Никогда не забуду, например, одну из моих первых встреч с Константином Николаевичем. Я принес тогда на урок сонату Бетховена ор. 81-а, № 26 («Прощание»), Занимался он со мной — заметьте, одной лишь бетховенской сонатой! — никак не меньше двух часов. Со стороны, наверное, могло показаться, что идет кропотливая, скрупулезно тщательная работа над «мелочами», «подробностями» — и только. На самом же деле, как я понял много позднее, в занятиях Игумнова (как в тот день, о котором я рассказываю, так, разумеется, и в другие, ему подобные, дни) имелся глубинный подтекст. Шлифуя и оттачивая мельчайшие детали в моей игре, он словно бы вплотную подводил меня к сокровеннейшим тайникам пианистического мастерства, о существовании которых можно было дотоле разве что догадываться. Бывало, после таких уроков, мы, его ученики, покидали класс совершенно потрясенные.

И все же деталь есть деталь. Не случалось ли, что столь «ювелирный» стиль игумновской педагогики создавал помехи ученику при охвате произведения в целом?

 

Л. Оборин

Никогда!
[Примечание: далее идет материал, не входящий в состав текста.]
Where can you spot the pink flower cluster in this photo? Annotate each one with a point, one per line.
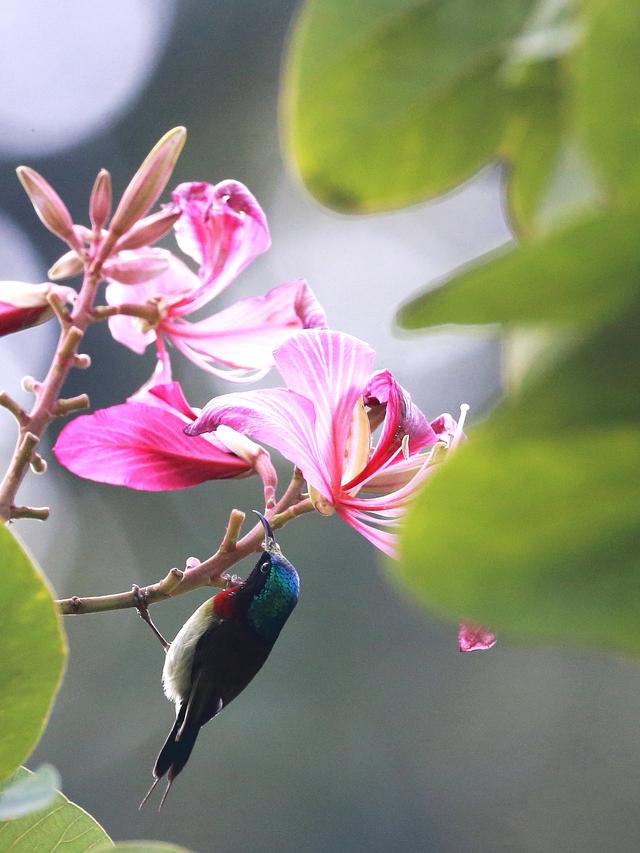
(354, 433)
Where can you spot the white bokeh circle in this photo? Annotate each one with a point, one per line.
(69, 68)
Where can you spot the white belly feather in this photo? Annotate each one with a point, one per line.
(176, 675)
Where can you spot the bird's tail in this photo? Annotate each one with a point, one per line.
(173, 755)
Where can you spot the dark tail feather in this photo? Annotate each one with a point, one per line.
(173, 755)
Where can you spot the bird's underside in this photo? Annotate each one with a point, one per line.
(226, 658)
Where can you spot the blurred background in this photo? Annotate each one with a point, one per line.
(367, 729)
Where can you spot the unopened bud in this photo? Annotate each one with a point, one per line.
(48, 205)
(146, 231)
(100, 200)
(23, 304)
(148, 182)
(136, 267)
(67, 266)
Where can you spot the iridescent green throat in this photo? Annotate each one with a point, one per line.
(272, 606)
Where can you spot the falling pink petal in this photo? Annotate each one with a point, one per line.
(223, 228)
(474, 638)
(143, 447)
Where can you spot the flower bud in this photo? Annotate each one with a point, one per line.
(148, 182)
(100, 200)
(66, 266)
(48, 205)
(136, 267)
(146, 231)
(23, 305)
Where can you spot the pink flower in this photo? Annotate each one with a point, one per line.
(23, 305)
(323, 423)
(141, 444)
(474, 638)
(223, 229)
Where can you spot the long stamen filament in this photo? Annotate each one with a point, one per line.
(457, 436)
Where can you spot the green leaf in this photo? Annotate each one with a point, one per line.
(31, 793)
(33, 653)
(533, 141)
(583, 274)
(607, 73)
(62, 826)
(144, 847)
(533, 528)
(387, 102)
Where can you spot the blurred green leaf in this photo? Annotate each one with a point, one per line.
(62, 826)
(534, 527)
(583, 274)
(30, 793)
(386, 103)
(390, 101)
(144, 847)
(33, 653)
(607, 74)
(533, 141)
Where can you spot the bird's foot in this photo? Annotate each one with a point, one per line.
(231, 580)
(142, 606)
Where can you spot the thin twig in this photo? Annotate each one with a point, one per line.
(8, 403)
(210, 572)
(40, 513)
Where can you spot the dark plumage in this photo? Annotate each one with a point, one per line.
(219, 650)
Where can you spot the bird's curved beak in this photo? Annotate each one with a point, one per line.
(269, 539)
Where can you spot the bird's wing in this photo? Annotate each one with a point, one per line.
(226, 658)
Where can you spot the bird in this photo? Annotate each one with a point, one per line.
(219, 650)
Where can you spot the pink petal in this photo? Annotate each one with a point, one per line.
(23, 304)
(274, 416)
(142, 447)
(402, 418)
(330, 369)
(474, 638)
(245, 334)
(445, 427)
(382, 539)
(223, 228)
(170, 286)
(161, 376)
(14, 318)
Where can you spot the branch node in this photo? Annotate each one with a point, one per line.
(59, 309)
(231, 534)
(170, 582)
(71, 404)
(30, 384)
(8, 403)
(38, 464)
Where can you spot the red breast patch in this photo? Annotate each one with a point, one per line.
(224, 602)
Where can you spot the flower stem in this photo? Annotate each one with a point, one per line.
(33, 425)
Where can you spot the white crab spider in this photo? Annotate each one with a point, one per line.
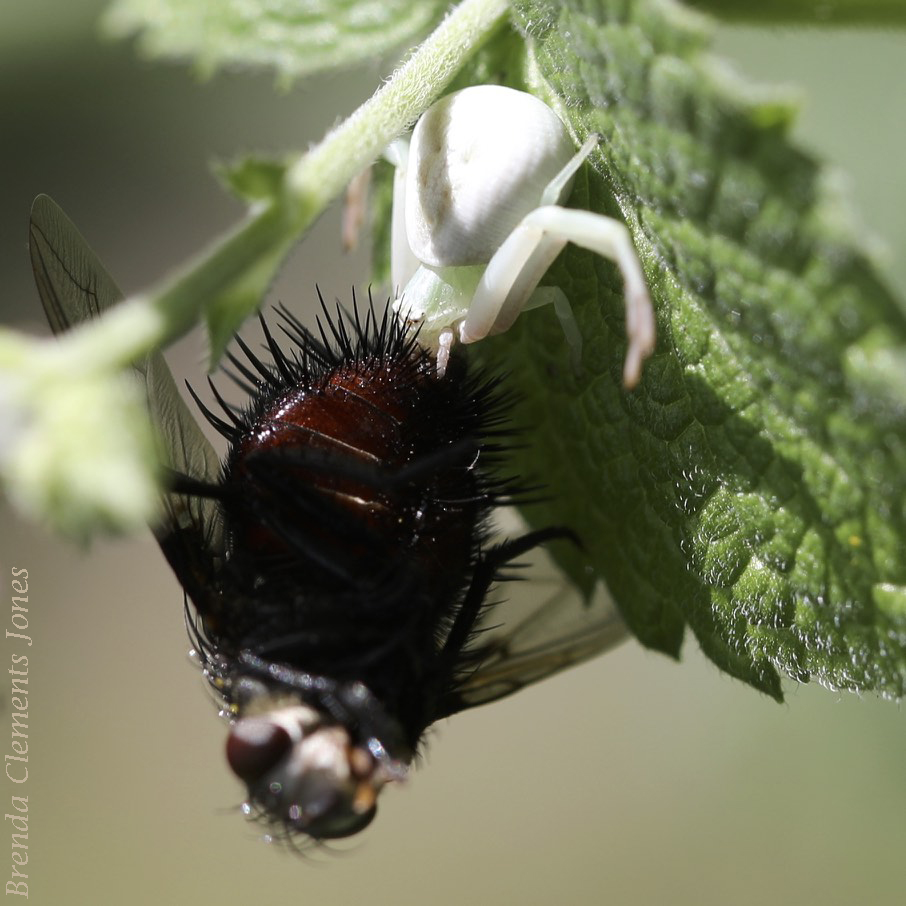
(477, 223)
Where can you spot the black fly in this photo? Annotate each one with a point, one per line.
(337, 564)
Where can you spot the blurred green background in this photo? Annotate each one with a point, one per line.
(627, 780)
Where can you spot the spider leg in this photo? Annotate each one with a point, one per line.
(403, 264)
(518, 265)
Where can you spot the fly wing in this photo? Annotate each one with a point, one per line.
(539, 626)
(75, 287)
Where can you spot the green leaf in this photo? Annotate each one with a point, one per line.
(807, 12)
(753, 487)
(292, 37)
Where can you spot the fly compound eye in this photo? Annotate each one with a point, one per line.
(254, 746)
(305, 775)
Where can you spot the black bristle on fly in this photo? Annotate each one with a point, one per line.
(337, 565)
(354, 499)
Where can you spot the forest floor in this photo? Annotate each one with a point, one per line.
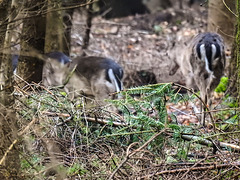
(66, 140)
(142, 45)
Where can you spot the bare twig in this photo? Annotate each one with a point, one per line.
(129, 155)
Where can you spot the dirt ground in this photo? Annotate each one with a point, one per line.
(141, 42)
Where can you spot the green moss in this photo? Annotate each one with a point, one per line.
(222, 86)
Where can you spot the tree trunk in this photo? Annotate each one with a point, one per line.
(222, 20)
(234, 68)
(32, 39)
(9, 157)
(55, 38)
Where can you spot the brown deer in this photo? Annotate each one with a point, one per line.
(202, 63)
(92, 76)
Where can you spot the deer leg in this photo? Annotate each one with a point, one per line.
(173, 69)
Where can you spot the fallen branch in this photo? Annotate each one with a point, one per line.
(129, 155)
(176, 171)
(209, 143)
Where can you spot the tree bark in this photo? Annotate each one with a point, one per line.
(234, 74)
(55, 38)
(9, 157)
(222, 20)
(32, 39)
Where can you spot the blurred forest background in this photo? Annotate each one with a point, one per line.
(45, 135)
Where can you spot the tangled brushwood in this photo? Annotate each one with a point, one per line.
(77, 139)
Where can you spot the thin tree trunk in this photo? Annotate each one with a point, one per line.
(234, 74)
(33, 38)
(55, 38)
(9, 157)
(222, 20)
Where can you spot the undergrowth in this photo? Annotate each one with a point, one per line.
(79, 139)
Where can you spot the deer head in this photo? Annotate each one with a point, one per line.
(202, 63)
(93, 76)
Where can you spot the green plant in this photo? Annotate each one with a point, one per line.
(222, 86)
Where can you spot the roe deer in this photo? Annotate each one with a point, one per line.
(202, 63)
(93, 76)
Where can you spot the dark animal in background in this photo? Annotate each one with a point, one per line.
(59, 56)
(202, 62)
(140, 78)
(91, 76)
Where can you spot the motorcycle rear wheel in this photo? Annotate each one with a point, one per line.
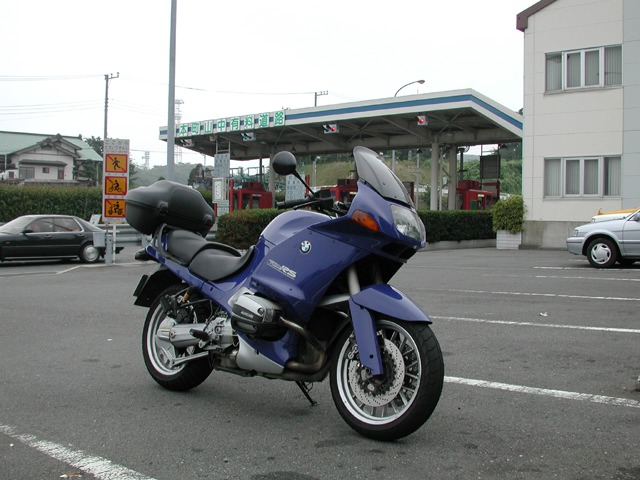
(402, 399)
(157, 357)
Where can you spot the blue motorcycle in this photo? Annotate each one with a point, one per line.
(310, 300)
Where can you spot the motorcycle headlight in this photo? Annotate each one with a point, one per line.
(407, 223)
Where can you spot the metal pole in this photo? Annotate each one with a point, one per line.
(171, 122)
(106, 100)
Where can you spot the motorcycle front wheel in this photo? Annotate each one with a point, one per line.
(160, 355)
(398, 402)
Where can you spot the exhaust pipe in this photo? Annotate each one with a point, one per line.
(184, 335)
(313, 342)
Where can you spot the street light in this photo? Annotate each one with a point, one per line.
(410, 83)
(393, 152)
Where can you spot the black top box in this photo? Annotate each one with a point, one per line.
(168, 202)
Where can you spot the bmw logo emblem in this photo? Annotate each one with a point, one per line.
(305, 247)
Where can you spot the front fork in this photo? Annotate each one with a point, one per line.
(381, 298)
(364, 327)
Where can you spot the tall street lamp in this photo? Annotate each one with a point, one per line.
(393, 152)
(410, 83)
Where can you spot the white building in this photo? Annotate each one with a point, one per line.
(37, 158)
(581, 143)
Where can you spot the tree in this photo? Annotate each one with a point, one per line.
(96, 143)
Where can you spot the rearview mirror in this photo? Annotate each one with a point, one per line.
(284, 163)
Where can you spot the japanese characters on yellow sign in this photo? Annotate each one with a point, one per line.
(115, 183)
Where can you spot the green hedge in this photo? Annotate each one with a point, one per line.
(508, 214)
(457, 225)
(18, 200)
(242, 228)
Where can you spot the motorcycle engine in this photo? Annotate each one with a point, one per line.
(257, 316)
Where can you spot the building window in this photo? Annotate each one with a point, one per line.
(582, 177)
(27, 172)
(588, 68)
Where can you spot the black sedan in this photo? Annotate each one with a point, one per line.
(50, 236)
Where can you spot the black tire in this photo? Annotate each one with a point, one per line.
(626, 262)
(89, 253)
(406, 396)
(602, 253)
(184, 376)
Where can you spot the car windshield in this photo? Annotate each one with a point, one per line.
(372, 170)
(17, 225)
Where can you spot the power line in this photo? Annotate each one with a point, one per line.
(41, 78)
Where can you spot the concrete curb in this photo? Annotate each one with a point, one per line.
(447, 245)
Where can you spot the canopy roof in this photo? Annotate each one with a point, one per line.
(457, 118)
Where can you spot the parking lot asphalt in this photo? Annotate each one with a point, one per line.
(541, 361)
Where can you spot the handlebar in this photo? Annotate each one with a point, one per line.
(294, 203)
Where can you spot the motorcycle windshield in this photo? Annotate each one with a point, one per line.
(372, 170)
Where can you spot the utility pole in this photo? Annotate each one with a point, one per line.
(111, 76)
(171, 123)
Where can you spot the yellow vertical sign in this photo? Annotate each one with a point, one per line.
(115, 180)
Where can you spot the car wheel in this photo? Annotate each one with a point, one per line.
(89, 253)
(602, 253)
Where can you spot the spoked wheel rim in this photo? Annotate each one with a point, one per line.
(378, 401)
(160, 350)
(90, 253)
(600, 253)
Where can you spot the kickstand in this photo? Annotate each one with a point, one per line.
(305, 389)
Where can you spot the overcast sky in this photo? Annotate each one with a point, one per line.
(241, 57)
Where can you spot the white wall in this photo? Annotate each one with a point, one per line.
(631, 81)
(585, 122)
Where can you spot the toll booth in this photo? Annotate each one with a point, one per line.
(249, 196)
(345, 190)
(471, 196)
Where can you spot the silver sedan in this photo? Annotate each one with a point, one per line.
(605, 243)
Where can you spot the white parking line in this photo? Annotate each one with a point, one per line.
(599, 279)
(554, 295)
(99, 467)
(585, 397)
(534, 324)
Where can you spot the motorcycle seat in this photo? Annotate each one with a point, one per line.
(208, 260)
(214, 264)
(185, 245)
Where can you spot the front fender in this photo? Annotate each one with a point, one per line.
(150, 286)
(385, 300)
(388, 301)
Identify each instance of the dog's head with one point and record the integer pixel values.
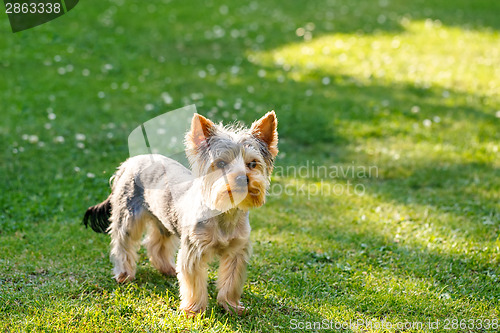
(233, 163)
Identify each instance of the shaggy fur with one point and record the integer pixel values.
(204, 210)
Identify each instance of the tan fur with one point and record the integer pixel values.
(204, 211)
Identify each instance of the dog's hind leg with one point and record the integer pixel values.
(161, 246)
(126, 232)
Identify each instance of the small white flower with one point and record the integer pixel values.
(33, 139)
(80, 137)
(167, 99)
(59, 139)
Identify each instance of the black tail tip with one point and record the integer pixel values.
(98, 217)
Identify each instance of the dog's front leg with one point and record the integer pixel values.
(192, 275)
(232, 275)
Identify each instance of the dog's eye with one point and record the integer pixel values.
(220, 164)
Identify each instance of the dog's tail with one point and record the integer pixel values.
(98, 216)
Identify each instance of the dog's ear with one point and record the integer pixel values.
(265, 129)
(201, 129)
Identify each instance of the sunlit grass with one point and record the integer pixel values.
(410, 88)
(426, 54)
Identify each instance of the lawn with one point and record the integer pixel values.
(409, 90)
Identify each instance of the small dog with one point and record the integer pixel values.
(205, 210)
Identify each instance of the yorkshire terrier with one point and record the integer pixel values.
(205, 210)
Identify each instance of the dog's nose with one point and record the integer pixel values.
(242, 180)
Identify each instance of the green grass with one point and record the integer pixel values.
(411, 88)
Игумнов — и как исполнитель, и как педагог — изумительно точно чувствовал место детали в целостной звуковой картине. Его художественная интуиция была в этом отношении непогрешимой. К слову, могу рассказать весьма примечательный эпизод. Как-то мне довелось вместе с ним слушать в концерте пианиста X. Играл он излишне «дробно», фиксируя буквально каждую мелочь музыкальной фактуры, перебирая нюанс за нюансом, смакуя один оттенок за другим. Впечатление от его исполнения было, естественно, не из лучших. После концерта Игумнов первым делом заговорил со мной на эту тему. Как сейчас помню его слова: «Идти надо от общего к единичному, а не наоборот. В этом-то как раз и заключался просчет X. Осознай музыкальную форму в целом, постарайся осмыслить ее по-глубже — в итоге прояснится тебе и внутренняя логика любого оттенка, нюанса, выразительной детали».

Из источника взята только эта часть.